By 1600 the boxes were done and Ian and Beggay moved onto preparing the assorted vehicle they had scrounged with Beggay's driving boxes that allowed him to 'Rig'.
Kham and Petyr got into the boxes in the back of the Ryder Van; Dr. Payne rode shotgun and Masque drove. They would be renting warehouse space for the week and then depart to leave the dastardly duo to growl and prowl inside the warehouse until the shipment arrived. Zeus storage was laid out in a vaguely triangular pattern like a 1, 2, square-root 3 triangle. The longer leg lay flat roughly east west. The main gate was on the short leg, which faced east. This was the largest of the Zeus storages in Seattle, coming in at roughly 20,000 square feet. It was surrounded by a chain link fence, guarded by six renta-cops (two in the office and four on foot around the grounds), and the parking lot by the east gate told them there were three custodians who tended the warehouse after hours. They generally left after 9pm according to the computer time cards Dodger had found.

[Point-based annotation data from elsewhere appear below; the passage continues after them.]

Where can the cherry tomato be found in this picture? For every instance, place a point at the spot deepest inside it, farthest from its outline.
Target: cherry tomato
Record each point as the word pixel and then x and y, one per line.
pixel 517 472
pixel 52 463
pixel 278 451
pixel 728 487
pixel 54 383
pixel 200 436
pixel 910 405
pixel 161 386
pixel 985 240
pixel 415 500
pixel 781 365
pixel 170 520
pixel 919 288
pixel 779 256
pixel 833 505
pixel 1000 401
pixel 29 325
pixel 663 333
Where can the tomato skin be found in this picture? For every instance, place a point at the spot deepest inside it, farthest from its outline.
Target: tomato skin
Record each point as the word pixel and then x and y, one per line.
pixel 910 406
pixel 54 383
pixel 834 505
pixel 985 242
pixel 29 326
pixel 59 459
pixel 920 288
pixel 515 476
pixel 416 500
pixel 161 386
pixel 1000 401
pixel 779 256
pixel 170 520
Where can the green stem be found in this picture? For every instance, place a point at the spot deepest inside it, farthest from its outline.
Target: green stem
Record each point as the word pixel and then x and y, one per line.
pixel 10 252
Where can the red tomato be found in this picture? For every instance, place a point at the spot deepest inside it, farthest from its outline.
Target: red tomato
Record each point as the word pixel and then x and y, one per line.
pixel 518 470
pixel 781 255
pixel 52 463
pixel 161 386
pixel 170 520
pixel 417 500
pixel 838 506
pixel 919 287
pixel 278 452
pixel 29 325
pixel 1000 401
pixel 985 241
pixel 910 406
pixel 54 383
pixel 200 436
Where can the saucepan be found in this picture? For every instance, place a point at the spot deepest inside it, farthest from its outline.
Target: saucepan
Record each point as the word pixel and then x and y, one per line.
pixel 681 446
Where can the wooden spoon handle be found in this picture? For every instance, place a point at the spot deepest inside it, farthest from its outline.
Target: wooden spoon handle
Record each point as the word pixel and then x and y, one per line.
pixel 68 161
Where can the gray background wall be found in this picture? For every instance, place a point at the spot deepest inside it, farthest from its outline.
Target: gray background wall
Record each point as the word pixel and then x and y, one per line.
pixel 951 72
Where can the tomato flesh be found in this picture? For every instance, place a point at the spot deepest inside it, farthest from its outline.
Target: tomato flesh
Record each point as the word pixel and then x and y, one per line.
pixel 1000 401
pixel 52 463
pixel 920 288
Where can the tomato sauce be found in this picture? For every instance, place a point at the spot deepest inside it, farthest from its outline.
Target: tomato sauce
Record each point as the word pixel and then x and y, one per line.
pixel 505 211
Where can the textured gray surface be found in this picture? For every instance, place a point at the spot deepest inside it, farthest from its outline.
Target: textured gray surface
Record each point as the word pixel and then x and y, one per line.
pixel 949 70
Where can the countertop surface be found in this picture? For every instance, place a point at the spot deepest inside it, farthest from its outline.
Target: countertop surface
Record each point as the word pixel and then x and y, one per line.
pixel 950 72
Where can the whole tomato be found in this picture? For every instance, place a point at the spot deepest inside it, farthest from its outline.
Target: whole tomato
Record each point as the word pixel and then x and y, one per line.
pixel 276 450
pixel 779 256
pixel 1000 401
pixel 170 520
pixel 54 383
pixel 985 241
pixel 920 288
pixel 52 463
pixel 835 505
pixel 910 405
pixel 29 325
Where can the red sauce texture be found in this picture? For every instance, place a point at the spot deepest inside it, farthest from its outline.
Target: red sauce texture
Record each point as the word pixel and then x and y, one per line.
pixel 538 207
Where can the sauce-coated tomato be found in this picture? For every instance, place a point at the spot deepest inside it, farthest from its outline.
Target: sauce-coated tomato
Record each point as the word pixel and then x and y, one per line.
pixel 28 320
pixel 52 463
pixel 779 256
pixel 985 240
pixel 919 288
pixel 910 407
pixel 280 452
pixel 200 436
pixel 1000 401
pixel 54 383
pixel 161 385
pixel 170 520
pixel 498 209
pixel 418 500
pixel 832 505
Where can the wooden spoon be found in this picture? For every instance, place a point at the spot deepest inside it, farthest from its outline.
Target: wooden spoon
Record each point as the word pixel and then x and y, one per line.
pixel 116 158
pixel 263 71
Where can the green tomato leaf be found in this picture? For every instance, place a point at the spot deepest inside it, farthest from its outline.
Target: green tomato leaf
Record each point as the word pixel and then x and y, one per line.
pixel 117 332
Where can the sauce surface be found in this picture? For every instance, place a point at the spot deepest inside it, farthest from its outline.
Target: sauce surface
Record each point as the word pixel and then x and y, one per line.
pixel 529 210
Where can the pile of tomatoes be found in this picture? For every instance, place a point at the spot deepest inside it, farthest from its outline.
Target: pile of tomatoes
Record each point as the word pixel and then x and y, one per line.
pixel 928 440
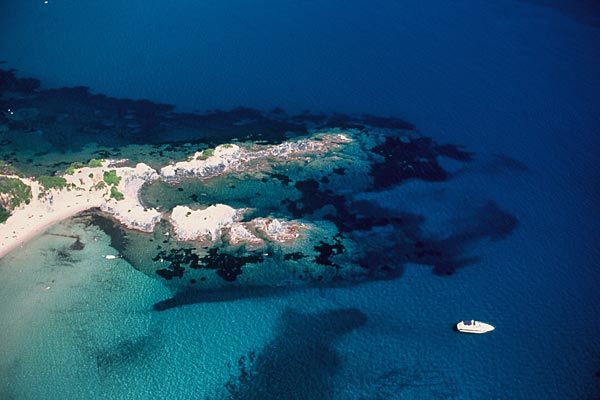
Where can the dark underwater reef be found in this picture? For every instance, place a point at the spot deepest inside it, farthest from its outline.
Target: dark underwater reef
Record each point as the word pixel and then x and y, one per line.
pixel 302 362
pixel 359 240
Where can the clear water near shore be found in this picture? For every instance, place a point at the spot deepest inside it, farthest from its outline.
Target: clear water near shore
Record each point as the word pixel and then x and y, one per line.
pixel 515 82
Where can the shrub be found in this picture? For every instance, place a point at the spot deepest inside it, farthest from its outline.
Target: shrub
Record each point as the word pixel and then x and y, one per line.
pixel 52 182
pixel 94 163
pixel 115 194
pixel 73 167
pixel 205 154
pixel 18 191
pixel 111 177
pixel 100 185
pixel 4 214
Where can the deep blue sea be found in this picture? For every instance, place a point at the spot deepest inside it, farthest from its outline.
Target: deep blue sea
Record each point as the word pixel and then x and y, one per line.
pixel 516 82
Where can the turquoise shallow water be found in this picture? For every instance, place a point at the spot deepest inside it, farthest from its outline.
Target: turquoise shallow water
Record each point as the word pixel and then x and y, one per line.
pixel 516 82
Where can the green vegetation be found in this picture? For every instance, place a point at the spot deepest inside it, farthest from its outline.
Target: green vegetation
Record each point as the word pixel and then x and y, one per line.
pixel 94 163
pixel 115 194
pixel 73 167
pixel 205 154
pixel 52 182
pixel 100 185
pixel 7 169
pixel 17 192
pixel 4 214
pixel 111 177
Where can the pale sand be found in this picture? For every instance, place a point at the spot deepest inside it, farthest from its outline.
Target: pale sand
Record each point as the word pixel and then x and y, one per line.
pixel 39 215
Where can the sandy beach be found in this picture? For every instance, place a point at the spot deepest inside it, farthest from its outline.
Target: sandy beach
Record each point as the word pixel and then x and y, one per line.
pixel 39 215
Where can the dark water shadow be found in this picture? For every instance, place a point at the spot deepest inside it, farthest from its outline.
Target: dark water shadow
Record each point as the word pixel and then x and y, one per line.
pixel 300 362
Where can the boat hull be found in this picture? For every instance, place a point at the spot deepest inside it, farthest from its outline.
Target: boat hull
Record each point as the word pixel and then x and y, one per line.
pixel 473 326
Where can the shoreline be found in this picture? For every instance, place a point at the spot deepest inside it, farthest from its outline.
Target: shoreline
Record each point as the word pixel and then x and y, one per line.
pixel 49 207
pixel 25 224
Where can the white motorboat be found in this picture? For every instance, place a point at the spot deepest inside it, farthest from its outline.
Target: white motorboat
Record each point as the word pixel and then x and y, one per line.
pixel 472 326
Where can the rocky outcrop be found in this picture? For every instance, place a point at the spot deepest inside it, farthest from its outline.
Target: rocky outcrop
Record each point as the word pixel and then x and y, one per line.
pixel 130 211
pixel 201 165
pixel 278 230
pixel 232 157
pixel 206 224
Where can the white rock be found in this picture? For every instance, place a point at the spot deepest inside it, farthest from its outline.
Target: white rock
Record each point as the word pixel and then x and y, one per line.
pixel 190 224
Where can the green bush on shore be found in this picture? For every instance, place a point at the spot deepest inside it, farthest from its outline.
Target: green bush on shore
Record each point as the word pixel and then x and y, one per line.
pixel 18 191
pixel 52 182
pixel 4 214
pixel 111 177
pixel 115 194
pixel 205 154
pixel 94 163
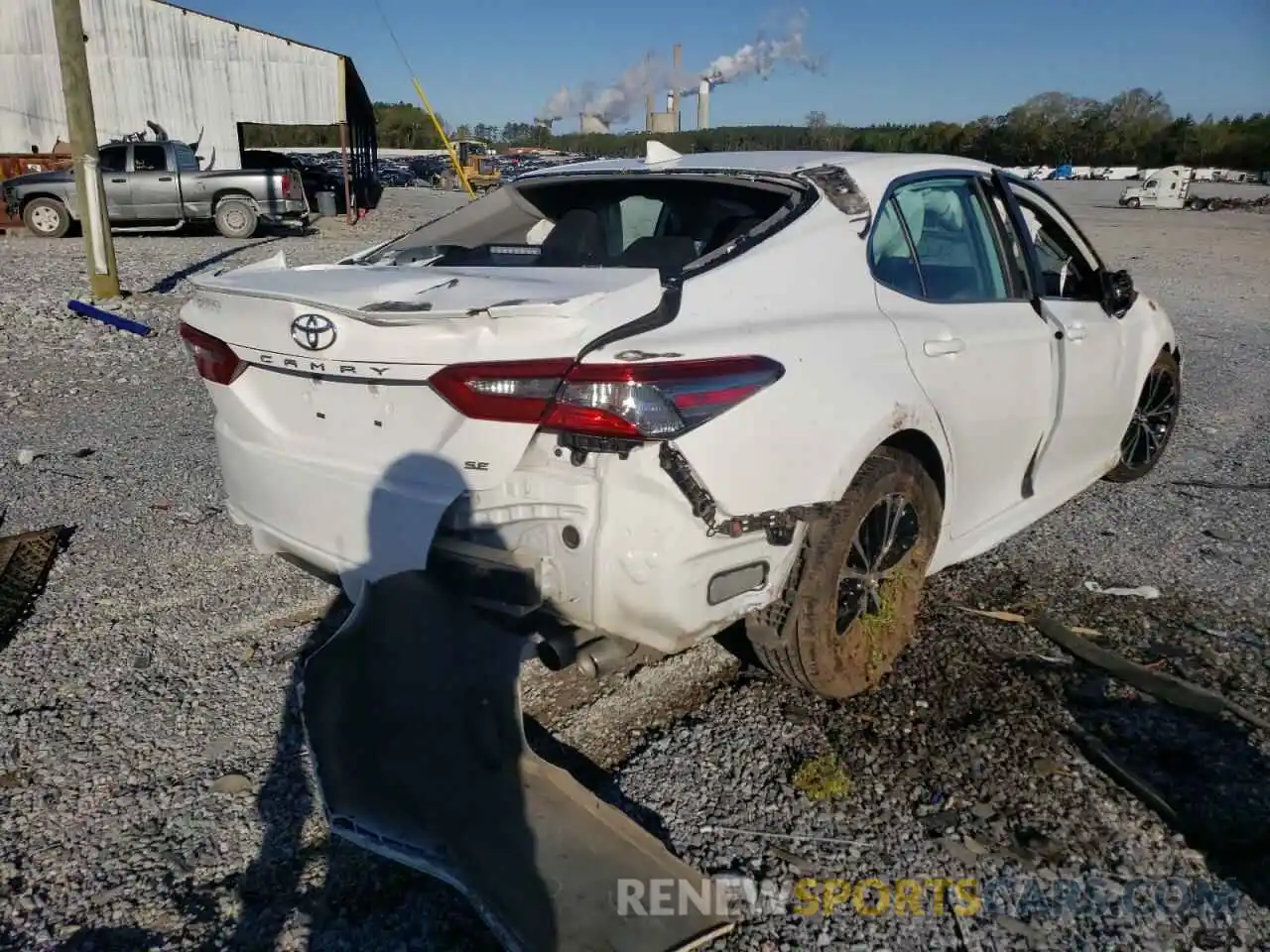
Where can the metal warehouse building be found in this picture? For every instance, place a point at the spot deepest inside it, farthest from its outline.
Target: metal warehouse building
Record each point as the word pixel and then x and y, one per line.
pixel 197 76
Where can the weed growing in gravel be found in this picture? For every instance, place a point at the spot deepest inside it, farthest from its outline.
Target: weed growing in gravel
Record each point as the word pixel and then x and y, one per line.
pixel 824 778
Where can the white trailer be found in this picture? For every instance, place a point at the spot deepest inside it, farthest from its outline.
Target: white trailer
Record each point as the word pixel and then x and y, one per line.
pixel 1170 188
pixel 1162 188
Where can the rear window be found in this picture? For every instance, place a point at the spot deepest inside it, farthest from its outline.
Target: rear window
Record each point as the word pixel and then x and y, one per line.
pixel 604 221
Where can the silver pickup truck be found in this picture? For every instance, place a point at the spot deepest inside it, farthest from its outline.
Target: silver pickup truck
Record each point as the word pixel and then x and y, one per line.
pixel 159 186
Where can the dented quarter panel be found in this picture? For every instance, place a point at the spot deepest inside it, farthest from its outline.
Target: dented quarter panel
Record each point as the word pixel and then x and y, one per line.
pixel 846 376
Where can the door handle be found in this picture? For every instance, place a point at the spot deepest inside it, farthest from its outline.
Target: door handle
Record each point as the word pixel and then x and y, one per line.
pixel 944 348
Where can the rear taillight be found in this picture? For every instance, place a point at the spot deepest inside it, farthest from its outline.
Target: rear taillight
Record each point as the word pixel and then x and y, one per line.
pixel 627 402
pixel 213 359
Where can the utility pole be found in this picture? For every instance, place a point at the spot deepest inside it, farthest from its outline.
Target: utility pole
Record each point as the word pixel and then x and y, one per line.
pixel 81 122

As Masque drove up to the security guard at the gate, he rolled down his window in the rain, smiled and asked, "Where's the main office?"
"Right there next to the row of loading docks. It's inside the red door. Ask for Lou."
"Thanks," Masque said while his hand caressed the gas needler on his hip.
As he and the Doctor climbed out and walked to the office door hurriedly in the light drizzle, each appraised the lay of the land, although they driven by many times. Across the street there were some dilapidated warehouses and an abundance of fishing nets piled up rotting on the concrete. The yard here at Zeus was relatively open but around the other side of the building there was an abundance of stock shelves and outdoor storage. All in all, very neutral terrain.
Once they parked the van, both got out and made their way to the door while once more going over their new identities. They were the owners of a small packaging shop and needed some storage for a product for a client. With that story in mind they went inside. The office was a small paper strewn room with four desks. Only two were being used, one by a secretary in her late thirties and the other by a portly man in a bad suit. There was a counter separating the desks from the customer waiting area. They walked in and stood by the counter, next to the dying tree in a pot, as the portly man stood up and walked over to them. "Hello gentlemen," he said with forced eloquence, "my name's Lou, can I help you?"
"Yes in fact you can," said Masque. "I'm Steven Tyler of Container Creations, Ltd. My partner and I run a small shop and we're plum outa warehouse space. Our van has a crate of our product that needs to sit around for a while before our customer wants delivery."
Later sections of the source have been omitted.